2016.11.04 / AZrena編集部

スポーツ×ITという言葉を近年、よく耳にするようになったが、そうはいっても両者の関わり方というのは多彩である。現在、東京五輪に向けてのスタジアム・アリーナ新設の計画が進み、リーグの各クラブがサッカー専用スタジアムの建設に動いているが、その中で注目されているのがITソリューションを使ったスタジアムの利便性向上並びに体験の増幅化だ。

ただし、日本では本場の米国と比べるとその進みは遅く、"遅れている"という認知度も低いのが現状だろう。そんな中、MLBで80%、NHLで70%と北米での高いシェア率を誇る大型映像管理システムであるClick Effectsの日本市場における代理店である株式会社アセントとシスコシステムズ株式会社ならびにネットワンパートナーズ株式会社が協力し、10月26日に"スポーツ&エンターテインメント ITソリューションセミナー"が開催された。

 

スポーツ&エンターテインメント ITソリューションセミナー

 

本イベントは「エンターテインメント性を高めることによるファンサービスの強化から収益力の向上まで、今後のスポーツやエンターテインメントイベントに新たな可能性を提案する」という目的で行われた。特にスポーツやエンターテイメントイベントでのIT関連設備や、映像設備等によるシステムソリューションの紹介をメインとして、日本のIT×スポーツの市場規模や現状、並びにスポーツビジネスの"本場"である米国ではどのような取り組みが行われているのかが紹介されており、その事例は日本は見られることのないものばかり。その"海外事例"の紹介を担当したのはシスコシステムズ株式会社のスポーツ&エンターテイメントソリューショングループの日本市場を担当する野口広明氏だ。

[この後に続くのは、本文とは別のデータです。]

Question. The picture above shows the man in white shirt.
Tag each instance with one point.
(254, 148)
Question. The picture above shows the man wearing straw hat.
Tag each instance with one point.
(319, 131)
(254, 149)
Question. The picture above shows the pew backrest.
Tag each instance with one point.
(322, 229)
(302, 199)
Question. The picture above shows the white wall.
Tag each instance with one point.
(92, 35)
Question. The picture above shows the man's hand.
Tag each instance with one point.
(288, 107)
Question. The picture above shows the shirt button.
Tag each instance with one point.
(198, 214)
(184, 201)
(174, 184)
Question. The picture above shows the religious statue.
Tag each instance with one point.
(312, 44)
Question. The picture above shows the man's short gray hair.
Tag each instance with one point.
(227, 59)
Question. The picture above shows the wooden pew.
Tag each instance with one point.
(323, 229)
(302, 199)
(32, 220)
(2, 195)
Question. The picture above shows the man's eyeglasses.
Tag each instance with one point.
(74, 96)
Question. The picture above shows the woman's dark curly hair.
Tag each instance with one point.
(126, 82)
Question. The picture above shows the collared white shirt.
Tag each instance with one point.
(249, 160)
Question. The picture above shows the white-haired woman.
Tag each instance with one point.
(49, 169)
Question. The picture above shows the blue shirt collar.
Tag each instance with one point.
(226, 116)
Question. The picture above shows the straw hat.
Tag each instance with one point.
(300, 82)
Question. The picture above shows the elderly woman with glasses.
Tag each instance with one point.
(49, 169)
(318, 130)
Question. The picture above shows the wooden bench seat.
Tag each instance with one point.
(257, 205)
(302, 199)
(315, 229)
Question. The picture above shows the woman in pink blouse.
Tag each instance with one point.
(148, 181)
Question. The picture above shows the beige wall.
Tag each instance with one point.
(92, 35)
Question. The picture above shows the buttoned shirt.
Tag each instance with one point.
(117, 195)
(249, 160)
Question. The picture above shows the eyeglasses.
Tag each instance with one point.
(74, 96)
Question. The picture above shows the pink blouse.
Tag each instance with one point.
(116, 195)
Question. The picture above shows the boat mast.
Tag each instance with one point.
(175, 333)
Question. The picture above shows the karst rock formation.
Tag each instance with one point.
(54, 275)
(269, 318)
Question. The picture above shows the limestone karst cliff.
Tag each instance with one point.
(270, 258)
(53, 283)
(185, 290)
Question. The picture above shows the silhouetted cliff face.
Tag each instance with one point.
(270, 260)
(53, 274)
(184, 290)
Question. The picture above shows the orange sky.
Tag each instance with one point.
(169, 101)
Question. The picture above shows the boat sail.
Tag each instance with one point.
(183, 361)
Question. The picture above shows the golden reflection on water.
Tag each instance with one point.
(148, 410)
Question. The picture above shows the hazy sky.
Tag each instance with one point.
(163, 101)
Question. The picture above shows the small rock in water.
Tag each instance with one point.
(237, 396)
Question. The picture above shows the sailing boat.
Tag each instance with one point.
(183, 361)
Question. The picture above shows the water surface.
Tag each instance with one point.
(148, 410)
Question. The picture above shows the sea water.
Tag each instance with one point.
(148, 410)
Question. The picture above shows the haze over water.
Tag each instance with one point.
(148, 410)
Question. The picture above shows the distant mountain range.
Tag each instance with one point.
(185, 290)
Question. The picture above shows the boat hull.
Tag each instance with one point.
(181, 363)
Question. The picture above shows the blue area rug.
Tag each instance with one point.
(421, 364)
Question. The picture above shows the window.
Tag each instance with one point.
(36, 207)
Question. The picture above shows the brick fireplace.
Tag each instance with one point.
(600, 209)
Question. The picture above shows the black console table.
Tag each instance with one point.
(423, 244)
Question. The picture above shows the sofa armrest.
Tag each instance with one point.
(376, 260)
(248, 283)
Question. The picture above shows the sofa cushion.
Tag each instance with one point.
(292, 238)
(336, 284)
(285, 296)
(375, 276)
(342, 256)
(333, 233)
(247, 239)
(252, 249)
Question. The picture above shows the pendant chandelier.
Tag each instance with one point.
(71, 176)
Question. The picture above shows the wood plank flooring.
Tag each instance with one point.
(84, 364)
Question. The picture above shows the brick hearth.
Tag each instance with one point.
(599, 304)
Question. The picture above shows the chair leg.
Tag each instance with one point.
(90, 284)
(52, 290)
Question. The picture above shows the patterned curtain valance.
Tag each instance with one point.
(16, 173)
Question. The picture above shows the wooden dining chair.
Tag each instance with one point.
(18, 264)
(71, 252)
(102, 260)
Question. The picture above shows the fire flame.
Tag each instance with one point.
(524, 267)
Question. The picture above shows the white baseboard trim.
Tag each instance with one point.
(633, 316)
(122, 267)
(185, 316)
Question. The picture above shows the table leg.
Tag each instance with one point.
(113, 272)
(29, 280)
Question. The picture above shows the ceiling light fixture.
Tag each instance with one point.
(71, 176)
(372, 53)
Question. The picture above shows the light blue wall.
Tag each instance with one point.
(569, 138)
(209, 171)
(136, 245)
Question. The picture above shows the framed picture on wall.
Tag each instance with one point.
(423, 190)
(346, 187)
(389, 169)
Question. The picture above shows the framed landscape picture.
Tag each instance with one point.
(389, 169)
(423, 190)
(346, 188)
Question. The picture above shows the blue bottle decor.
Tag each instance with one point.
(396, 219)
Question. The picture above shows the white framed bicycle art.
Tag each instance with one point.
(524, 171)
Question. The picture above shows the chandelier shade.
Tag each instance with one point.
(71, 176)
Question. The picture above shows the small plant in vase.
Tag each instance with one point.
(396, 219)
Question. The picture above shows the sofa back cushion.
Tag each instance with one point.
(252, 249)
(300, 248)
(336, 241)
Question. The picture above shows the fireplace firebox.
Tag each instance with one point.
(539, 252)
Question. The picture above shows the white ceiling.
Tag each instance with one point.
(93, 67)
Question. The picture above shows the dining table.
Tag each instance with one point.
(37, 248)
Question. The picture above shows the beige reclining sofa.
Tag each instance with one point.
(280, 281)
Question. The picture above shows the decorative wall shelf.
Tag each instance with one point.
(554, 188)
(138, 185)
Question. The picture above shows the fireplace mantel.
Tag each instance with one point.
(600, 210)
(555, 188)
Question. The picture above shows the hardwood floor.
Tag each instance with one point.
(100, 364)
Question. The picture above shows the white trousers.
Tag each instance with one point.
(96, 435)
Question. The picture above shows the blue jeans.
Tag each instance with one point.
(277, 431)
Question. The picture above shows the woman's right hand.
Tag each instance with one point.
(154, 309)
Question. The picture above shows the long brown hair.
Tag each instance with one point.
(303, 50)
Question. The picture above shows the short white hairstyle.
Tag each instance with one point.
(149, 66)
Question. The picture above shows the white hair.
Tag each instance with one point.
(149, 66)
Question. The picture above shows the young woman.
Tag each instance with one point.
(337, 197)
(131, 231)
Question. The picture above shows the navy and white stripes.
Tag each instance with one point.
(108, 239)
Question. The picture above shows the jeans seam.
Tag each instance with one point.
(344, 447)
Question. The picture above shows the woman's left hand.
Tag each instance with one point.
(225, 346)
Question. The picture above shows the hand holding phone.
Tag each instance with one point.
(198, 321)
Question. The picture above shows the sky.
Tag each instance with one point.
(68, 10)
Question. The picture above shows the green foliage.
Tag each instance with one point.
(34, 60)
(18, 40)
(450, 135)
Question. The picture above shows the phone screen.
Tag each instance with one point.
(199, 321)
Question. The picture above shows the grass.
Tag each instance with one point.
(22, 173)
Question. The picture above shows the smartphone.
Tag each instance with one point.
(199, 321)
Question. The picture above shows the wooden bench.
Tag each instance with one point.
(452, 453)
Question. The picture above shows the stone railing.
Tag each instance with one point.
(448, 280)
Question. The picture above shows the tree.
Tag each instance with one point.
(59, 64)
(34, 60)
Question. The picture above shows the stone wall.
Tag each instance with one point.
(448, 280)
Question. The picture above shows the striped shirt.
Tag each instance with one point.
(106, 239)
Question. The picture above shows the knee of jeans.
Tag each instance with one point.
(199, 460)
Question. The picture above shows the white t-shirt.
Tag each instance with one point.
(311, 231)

同社は2012年のロンドン五輪,2016年のリオデジャネイロ五輪での実績に引き続き、来る2020年の東京五輪でもネットワークの分野でサポートをする企業であり、世界40カ国400箇所のスタジアムでソリューションを提供している。「米国中心だが、そこからヨーロッパに広がり、オーストラリアにも広がり、日本にもその波が来ている」と野口氏は語ったが、実際に西武ドームや楽天koboスタジアムのwifiシステムを担当すると同時に、Jリーグのスタジアムでもデジタルサイネージを導入しているとのこと。

 

野口広明氏

※自らNBAやMLBの球場、アリーナへ足を運び撮影した各会場で導入されている取り組みやシステムの動画を実感と共に紹介する姿は多くの観衆の目を引いた。

 

特に米国においてはスタジアムのwi-fi設営はデジタルマーケティング的な観点から言っても"マストな投資"であると認知されていると野口氏は語ったが、実際にスタジアムにおいてスマートフォンを使用しつつ観戦する人の割合は年々増えており、アップロードがダウンロードを上回ったという数字も出ていると言う。つまるところ、米国では多くの観戦者が球場での体験をSNSを通じてシェアしており、1人1人がそのチーム引いてはスポーツの"広報者"となっているのだ。そして、その事実を球団側は見逃さず、自チームの情報が広く世に拡散されるためのプラットフォームづくりの一環として、wi-fiの導入を行っている。

 

スポーツ&エンターテインメント ITソリューションセミナー

 

その他にも専用アプリを開きながらスタジアム内を周遊している中、スポンサーの売店の前に来るとその位置情報を認識してアプリにクーポンが表示されるというような購買促進事例も紹介されたが、米国ではこういった仕組みは枚挙に暇がない。

スタジアム内でスポーツ観戦することで得られる感動や興奮の体験を広げ、スポーツの魅力を多くの人に伝えつつ新規のファンを増やすためにITの力は欠かせない。ここで紹介したのはわずか一例であるが、世界各国ではまだ広く知られていない取り組みが多くある。それらを知ることで日本のスポーツにまだ発展の余地があるということを実感できるはずだ。

関係者によると、今回のようなセミナーは今後も開かれる可能性があるという。ぜひ、各社の動向を追い続けてもらいたい。